O padrasto da criança, Jairo Souza Santos Júnior, conhecido como Dr. Jairinho, chegou a pedir a destituição de seus advogados. A estratégia visava um novo adiamento do julgamento, mas ele acabou desistindo da ideia.
Jairinho e a mãe do menino, Monique Medeiros, são acusados pela morte de Henry, ocorrida em 2021. Na época, Dr. Jairinho era vereador no Rio de Janeiro. Conforme informação divulgada pela fonte, a desistência de Jairinho ocorreu para evitar a transferência para a unidade prisional Bangu 1, de segurança máxima, onde ele ficaria em regime de isolamento. Atualmente, ele está na Bangu 8.
Testemunhas de acusação e expectativa de duração
Para esta terça-feira, estão previstos os depoimentos de três testemunhas de acusação. Entre elas, estão dois delegados responsáveis pela investigação e um médico legista. A expectativa, segundo representantes da defesa e da acusação, é que o julgamento se estenda por um período de cinco a sete dias.
A denúncia contra Dr. Jairinho e Monique Medeiros
Segundo a denúncia do Ministério Público, na madrugada de 8 de março de 2021, Dr. Jairinho teria espancado o menino Henry até a morte. Monique Medeiros, por sua vez, é acusada de omissão, que teria contribuído para o falecimento da criança.
O MP também alega que, em outras três ocasiões em fevereiro de 2021, Jairo já havia submetido o menino a sofrimento físico e mental através de violência.
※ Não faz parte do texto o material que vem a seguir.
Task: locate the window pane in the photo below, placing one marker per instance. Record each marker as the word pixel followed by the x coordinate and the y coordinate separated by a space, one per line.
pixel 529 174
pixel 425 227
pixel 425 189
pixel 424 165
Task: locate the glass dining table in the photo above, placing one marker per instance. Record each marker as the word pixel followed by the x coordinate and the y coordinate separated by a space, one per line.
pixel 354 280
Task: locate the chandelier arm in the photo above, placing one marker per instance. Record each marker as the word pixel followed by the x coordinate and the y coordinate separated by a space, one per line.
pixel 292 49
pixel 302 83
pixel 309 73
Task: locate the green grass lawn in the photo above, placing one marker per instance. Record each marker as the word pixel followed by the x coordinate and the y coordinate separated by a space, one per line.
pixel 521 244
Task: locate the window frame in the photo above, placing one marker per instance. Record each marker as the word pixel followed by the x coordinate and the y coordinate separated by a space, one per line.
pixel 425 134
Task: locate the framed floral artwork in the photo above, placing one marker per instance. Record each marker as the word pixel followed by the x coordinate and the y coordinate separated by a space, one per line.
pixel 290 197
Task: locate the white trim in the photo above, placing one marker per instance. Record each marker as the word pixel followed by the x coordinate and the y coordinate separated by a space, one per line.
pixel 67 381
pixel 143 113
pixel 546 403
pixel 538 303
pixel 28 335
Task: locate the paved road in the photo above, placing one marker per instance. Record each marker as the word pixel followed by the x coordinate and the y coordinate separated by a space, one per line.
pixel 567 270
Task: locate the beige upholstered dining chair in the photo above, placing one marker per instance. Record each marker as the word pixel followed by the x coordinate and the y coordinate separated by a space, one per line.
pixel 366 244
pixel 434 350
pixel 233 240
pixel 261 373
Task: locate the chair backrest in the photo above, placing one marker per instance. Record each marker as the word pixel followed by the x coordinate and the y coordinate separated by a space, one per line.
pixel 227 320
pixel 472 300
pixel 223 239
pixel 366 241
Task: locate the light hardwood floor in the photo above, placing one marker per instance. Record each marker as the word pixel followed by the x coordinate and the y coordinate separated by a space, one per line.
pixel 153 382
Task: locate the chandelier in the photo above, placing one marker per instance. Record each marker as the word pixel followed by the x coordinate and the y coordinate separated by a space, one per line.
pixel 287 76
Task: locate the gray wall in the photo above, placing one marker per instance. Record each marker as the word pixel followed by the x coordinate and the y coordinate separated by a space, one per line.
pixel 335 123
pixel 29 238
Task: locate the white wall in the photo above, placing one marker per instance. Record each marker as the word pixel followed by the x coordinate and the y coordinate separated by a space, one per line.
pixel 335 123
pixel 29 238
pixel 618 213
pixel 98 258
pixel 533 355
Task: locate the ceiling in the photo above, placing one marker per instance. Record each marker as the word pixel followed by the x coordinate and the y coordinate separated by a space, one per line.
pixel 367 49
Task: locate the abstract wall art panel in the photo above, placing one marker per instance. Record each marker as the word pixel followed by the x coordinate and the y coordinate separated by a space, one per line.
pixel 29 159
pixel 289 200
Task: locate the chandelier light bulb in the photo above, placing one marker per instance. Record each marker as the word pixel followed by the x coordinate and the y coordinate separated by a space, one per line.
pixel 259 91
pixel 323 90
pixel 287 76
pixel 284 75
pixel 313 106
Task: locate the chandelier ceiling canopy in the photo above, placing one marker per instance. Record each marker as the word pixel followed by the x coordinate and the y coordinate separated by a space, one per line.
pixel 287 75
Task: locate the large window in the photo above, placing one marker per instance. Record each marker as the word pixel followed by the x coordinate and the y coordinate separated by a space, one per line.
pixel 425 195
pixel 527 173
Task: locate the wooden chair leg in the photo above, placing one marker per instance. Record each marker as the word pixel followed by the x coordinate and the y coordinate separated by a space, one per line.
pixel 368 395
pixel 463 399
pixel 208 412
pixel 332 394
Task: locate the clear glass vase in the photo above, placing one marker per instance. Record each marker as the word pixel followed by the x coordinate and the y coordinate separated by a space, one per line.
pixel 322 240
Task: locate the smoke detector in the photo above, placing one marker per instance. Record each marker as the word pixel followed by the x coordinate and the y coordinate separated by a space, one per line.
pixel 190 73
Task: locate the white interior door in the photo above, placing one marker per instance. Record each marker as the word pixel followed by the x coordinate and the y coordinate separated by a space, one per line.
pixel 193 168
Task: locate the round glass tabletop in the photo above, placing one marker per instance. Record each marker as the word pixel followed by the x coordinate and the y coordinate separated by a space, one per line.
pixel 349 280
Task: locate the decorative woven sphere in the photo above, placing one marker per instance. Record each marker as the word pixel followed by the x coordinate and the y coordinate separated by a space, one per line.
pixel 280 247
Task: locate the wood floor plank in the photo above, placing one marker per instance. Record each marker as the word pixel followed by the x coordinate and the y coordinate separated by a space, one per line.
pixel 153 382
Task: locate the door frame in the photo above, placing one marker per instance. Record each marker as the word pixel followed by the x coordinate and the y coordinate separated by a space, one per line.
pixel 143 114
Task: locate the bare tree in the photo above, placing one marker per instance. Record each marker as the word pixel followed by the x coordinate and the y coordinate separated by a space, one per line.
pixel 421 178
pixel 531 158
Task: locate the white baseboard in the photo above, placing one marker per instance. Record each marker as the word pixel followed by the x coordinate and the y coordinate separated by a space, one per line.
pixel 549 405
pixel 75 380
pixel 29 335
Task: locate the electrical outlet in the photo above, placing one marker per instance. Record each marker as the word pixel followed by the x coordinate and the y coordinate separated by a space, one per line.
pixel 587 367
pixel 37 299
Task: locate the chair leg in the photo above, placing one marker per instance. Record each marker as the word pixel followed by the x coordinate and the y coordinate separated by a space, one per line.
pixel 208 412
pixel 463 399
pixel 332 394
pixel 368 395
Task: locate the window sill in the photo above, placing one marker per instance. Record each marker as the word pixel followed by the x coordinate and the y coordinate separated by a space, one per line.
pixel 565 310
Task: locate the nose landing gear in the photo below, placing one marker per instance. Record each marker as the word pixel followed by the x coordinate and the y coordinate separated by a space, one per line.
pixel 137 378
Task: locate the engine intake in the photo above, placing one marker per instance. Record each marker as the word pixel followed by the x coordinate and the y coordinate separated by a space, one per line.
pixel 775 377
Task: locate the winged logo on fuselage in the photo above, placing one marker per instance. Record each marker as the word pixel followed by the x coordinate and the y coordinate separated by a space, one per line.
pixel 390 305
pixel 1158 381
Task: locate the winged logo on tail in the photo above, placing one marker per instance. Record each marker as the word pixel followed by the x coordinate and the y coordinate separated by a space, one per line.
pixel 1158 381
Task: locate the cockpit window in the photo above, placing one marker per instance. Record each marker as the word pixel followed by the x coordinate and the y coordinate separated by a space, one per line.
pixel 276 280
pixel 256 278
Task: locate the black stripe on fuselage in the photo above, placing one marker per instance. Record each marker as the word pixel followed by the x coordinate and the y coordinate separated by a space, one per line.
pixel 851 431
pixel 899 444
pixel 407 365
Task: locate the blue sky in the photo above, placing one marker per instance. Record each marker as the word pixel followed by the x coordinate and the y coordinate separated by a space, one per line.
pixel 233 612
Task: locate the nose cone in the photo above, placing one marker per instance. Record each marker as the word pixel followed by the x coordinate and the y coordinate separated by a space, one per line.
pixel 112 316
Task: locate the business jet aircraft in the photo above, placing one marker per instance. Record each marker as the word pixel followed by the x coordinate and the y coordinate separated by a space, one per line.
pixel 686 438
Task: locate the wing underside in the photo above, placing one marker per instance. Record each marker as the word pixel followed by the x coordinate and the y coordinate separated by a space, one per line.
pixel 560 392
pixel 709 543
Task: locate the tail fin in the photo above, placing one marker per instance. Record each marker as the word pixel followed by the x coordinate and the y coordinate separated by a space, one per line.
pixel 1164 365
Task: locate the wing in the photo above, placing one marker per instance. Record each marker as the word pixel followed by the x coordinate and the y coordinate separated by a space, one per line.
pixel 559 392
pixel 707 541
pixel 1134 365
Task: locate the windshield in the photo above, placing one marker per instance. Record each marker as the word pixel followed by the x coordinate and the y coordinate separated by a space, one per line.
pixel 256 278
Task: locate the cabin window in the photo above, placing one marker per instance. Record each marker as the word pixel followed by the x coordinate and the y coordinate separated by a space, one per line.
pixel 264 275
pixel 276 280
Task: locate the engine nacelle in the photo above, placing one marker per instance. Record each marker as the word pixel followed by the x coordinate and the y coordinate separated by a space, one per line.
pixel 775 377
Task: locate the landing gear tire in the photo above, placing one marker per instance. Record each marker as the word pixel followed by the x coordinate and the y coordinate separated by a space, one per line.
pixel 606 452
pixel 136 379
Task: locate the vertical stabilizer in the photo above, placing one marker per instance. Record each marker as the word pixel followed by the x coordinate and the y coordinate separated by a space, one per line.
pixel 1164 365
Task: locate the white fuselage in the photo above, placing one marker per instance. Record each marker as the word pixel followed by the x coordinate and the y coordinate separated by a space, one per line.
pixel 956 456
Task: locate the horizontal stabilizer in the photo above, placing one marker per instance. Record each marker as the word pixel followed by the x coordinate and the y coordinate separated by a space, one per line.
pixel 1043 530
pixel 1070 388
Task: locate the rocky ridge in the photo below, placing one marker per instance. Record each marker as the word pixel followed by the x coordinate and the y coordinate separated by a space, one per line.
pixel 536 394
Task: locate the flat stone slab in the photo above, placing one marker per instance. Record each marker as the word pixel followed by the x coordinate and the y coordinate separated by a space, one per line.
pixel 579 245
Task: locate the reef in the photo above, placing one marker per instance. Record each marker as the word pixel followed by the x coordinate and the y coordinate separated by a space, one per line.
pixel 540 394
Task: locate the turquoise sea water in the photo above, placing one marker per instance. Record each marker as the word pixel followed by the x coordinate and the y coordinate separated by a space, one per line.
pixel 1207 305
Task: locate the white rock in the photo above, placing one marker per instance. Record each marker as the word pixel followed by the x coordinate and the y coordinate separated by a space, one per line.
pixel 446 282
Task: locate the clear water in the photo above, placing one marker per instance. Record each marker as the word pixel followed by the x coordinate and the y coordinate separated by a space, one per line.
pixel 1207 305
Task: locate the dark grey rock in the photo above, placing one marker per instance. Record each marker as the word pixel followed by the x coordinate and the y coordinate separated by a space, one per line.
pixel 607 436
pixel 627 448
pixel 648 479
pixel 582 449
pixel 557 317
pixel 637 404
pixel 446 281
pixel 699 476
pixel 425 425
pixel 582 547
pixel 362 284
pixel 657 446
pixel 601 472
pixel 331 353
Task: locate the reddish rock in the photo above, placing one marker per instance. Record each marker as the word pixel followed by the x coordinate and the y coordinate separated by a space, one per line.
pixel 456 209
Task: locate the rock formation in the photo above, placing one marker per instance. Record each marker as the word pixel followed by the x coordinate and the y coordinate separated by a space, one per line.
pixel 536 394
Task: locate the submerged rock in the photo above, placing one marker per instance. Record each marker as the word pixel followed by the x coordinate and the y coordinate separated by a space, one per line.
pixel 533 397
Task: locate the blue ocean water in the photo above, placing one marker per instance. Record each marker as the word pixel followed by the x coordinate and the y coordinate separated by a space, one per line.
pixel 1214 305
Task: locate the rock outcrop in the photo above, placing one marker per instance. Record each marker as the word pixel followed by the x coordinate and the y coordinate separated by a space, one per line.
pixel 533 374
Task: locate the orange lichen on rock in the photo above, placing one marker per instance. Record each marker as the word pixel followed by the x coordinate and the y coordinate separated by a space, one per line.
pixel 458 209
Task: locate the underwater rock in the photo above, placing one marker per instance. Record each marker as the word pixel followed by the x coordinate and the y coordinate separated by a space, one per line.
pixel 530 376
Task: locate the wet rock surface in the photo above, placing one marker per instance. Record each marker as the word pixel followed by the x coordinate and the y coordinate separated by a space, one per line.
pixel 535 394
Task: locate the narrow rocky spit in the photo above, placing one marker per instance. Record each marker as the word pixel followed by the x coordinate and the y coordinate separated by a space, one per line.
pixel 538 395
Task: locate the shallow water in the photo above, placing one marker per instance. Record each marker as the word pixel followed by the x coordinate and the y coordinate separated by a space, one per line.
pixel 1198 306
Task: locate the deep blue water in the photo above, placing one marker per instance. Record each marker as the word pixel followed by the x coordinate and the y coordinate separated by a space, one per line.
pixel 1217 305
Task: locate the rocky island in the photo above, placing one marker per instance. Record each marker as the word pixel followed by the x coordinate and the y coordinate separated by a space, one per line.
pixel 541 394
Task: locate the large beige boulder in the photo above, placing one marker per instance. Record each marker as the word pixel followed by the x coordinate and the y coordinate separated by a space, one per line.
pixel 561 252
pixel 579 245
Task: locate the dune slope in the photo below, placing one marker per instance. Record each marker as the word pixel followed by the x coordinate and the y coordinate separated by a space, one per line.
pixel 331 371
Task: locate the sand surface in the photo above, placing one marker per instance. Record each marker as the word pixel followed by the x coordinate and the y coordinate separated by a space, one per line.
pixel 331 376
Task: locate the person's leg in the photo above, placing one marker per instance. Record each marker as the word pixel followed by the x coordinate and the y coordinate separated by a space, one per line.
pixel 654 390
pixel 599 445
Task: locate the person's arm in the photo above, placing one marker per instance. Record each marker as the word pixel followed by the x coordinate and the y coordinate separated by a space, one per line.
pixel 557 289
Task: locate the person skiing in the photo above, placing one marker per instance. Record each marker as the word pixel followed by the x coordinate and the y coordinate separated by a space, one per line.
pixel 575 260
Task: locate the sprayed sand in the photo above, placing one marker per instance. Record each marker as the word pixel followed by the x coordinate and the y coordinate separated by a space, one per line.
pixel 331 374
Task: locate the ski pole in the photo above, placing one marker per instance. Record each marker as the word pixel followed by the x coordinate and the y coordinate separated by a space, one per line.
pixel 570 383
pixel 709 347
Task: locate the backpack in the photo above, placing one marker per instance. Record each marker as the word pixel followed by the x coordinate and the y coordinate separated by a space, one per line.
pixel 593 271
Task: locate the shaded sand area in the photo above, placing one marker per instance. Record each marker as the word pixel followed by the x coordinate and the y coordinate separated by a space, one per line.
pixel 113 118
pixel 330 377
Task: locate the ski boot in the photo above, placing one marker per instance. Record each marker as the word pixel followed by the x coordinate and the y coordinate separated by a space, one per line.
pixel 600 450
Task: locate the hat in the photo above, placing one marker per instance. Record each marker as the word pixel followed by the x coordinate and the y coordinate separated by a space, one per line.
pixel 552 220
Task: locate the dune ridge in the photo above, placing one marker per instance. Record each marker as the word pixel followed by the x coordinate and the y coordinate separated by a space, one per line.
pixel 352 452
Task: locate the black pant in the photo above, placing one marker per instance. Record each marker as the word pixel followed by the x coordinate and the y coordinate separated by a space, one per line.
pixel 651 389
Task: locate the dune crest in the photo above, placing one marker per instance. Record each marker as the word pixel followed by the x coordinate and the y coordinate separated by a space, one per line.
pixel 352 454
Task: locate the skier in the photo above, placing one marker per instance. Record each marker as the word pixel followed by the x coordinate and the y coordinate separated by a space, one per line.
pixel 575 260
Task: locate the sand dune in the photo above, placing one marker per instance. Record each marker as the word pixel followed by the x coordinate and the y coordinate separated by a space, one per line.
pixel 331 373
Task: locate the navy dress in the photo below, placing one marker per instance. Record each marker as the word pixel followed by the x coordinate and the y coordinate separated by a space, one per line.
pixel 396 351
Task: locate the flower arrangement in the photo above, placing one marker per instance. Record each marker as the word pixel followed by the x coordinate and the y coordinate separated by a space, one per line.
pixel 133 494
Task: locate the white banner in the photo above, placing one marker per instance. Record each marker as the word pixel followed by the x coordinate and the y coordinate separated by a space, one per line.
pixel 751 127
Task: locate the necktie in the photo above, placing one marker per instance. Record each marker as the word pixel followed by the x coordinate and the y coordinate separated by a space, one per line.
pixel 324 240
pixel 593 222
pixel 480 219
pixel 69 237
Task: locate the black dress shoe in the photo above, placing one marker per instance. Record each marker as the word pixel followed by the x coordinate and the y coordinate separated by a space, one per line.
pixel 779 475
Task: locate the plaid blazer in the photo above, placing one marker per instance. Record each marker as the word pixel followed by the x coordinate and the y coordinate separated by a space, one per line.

Ele é acusado de homicídio qualificado por meio cruel e tortura contra criança.
Qualificadoras e acusações detalhadas
Jairo é acusado de homicídio qualificado por meio cruel que impossibilitou a defesa da vítima, além de três torturas praticadas contra a criança. Monique Medeiros responde por homicídio por omissão, qualificado por motivo torpe e por recurso que impossibilitou a defesa da vítima.
O caso chocou o Brasil e a expectativa é que os próximos dias do julgamento tragam mais detalhes sobre as circunstâncias da morte do pequeno Henry Borel.